Issues in the critical national oil and gas infrastructure have continued this week suppressing the export flows so vital to Libya’s economy. On top of last week’s disruptions to a number of the fields the problems have been compounded with two of the country’s main export ports being shut due to strikes by the security forces guarding them over working conditions. Es Sider, Libya’s main oil export terminal shut down on Thursday and Ras Lanuf followed shortly after. There is a strong likelihood that the ports will both re-open tomorrow but it is a further sign of the instability that Libya is currently confronted by and one it cannot afford given the importance of the sector to Libya’s GDP.
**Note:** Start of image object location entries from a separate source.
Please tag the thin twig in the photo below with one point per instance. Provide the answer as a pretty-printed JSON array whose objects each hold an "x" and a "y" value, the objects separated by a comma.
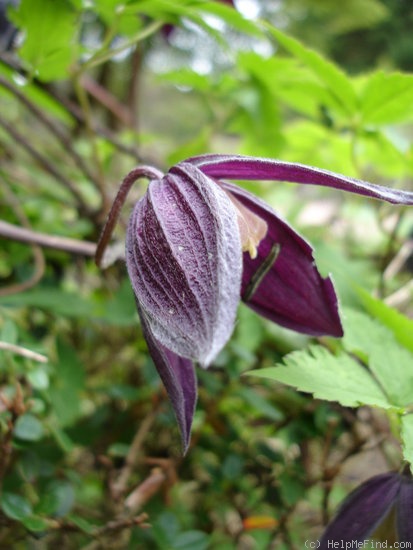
[
  {"x": 125, "y": 187},
  {"x": 91, "y": 133},
  {"x": 44, "y": 162},
  {"x": 107, "y": 99},
  {"x": 39, "y": 261},
  {"x": 23, "y": 352}
]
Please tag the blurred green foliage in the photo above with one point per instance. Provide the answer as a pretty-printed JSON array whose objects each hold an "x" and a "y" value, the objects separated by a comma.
[{"x": 89, "y": 450}]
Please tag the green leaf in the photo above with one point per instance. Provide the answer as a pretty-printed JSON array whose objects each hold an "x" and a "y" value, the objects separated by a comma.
[
  {"x": 334, "y": 79},
  {"x": 35, "y": 524},
  {"x": 49, "y": 36},
  {"x": 53, "y": 299},
  {"x": 407, "y": 437},
  {"x": 391, "y": 364},
  {"x": 38, "y": 378},
  {"x": 15, "y": 506},
  {"x": 399, "y": 324},
  {"x": 68, "y": 382},
  {"x": 261, "y": 405},
  {"x": 387, "y": 98},
  {"x": 28, "y": 427},
  {"x": 191, "y": 539},
  {"x": 334, "y": 378}
]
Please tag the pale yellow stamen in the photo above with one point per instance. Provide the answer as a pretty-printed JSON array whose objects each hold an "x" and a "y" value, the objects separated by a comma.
[{"x": 252, "y": 228}]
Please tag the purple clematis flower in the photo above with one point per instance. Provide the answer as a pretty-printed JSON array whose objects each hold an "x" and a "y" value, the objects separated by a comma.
[
  {"x": 196, "y": 245},
  {"x": 369, "y": 506}
]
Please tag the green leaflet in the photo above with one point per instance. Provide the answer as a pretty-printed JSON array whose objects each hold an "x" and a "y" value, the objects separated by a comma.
[
  {"x": 334, "y": 79},
  {"x": 49, "y": 43},
  {"x": 334, "y": 378}
]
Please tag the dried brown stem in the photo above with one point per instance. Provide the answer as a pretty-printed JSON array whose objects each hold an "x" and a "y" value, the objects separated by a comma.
[
  {"x": 107, "y": 100},
  {"x": 39, "y": 262},
  {"x": 51, "y": 125},
  {"x": 46, "y": 165}
]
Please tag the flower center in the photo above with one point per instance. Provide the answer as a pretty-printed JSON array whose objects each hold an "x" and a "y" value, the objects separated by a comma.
[{"x": 252, "y": 228}]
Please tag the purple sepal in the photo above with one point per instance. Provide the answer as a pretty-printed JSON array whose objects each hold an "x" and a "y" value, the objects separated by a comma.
[
  {"x": 405, "y": 510},
  {"x": 292, "y": 292},
  {"x": 251, "y": 168},
  {"x": 363, "y": 510},
  {"x": 178, "y": 377},
  {"x": 184, "y": 259}
]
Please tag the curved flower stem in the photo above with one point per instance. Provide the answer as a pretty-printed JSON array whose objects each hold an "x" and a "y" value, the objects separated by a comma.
[{"x": 126, "y": 185}]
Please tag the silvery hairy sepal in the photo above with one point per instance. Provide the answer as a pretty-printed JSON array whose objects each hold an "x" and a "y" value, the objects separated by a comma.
[{"x": 196, "y": 245}]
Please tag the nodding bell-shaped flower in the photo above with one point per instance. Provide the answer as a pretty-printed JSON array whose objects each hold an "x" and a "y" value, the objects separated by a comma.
[
  {"x": 381, "y": 505},
  {"x": 196, "y": 245}
]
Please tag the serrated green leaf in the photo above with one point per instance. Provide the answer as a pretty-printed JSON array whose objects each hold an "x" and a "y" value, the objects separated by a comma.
[
  {"x": 407, "y": 438},
  {"x": 391, "y": 364},
  {"x": 335, "y": 80},
  {"x": 49, "y": 36},
  {"x": 387, "y": 98},
  {"x": 334, "y": 378},
  {"x": 399, "y": 324}
]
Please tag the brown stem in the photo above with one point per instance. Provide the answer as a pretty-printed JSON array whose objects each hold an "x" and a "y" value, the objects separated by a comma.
[
  {"x": 107, "y": 99},
  {"x": 125, "y": 187},
  {"x": 39, "y": 262},
  {"x": 54, "y": 128},
  {"x": 44, "y": 162},
  {"x": 21, "y": 234}
]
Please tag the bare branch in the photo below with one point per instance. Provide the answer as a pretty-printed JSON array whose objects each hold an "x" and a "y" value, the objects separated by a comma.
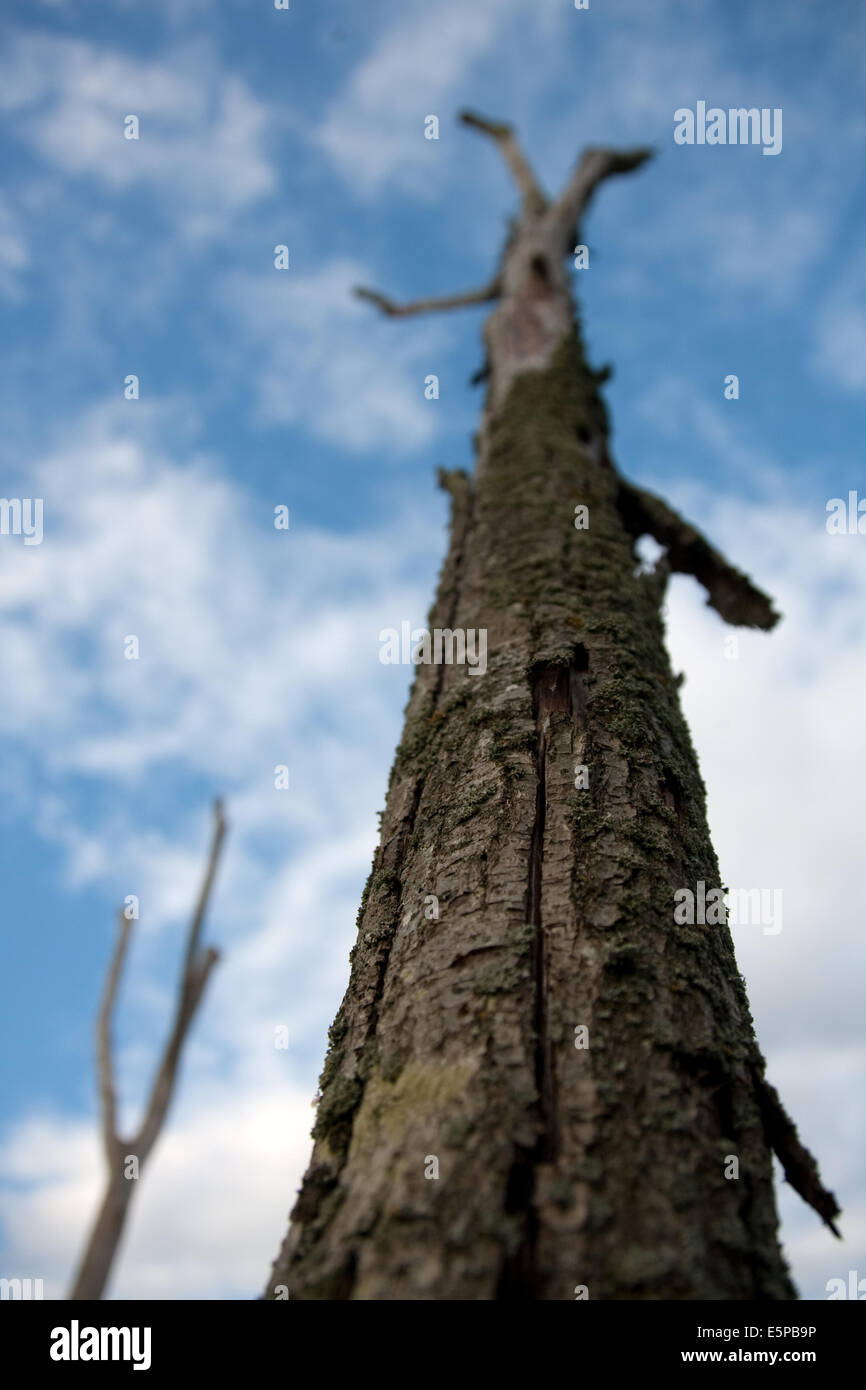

Tensions have also continued this week around the Zintan Brigade following last week’s clashes in Tripoli. This time there have been clashes around Ghariyan on 6th July when forces from the town seized a Zintani convoy bound for Tripoli containing weapons. The issue continues to fester with government-aligned/sponsored militias using the opportunity to re-impose their agendas on those that are not officially sanctioned or where they see an opportunity for gain. In Tripoli one man was wounded on 5th July when Abu Salem Military Council militiamen opened fire into the air to disperse a crowd that was demanding their removal from the area. This is the same militia that was involved in clashes with the Zintan Brigade last week. There are likely to be continuing difficulties and outbreaks of violence until the government is strong enough to dismantle all groups that are not part of the official security apparatus. This is not likely in the short-term.
The Prime Minister continues to focus on security and this week held bilateral talks in Rome with the Italian Government where illegal immigration and border security were discussed. Italy has undertaken to train 5,000 Libyans in border security duties in Italy in the coming months. This will be complementary to the existing EU-sponsored initiative on border security.
Benghazi experienced another bomb attack, this time in the Alhadk district on 5th July which appears to have fortunately exploded prematurely rather than when the area was crowded with pre-Ramadan shoppers. This came on the same day that the French honorary consul and his wife survived an attack on their vehicle despite it being hit at least 10 times. They were very lucky to have escaped unscathed.
The security outlook for the country remains uncertain and the travel advice remains unequivocal: no travel to the east or south of the country particularly Benghazi and only essential travel to Tripoli and other towns in the west.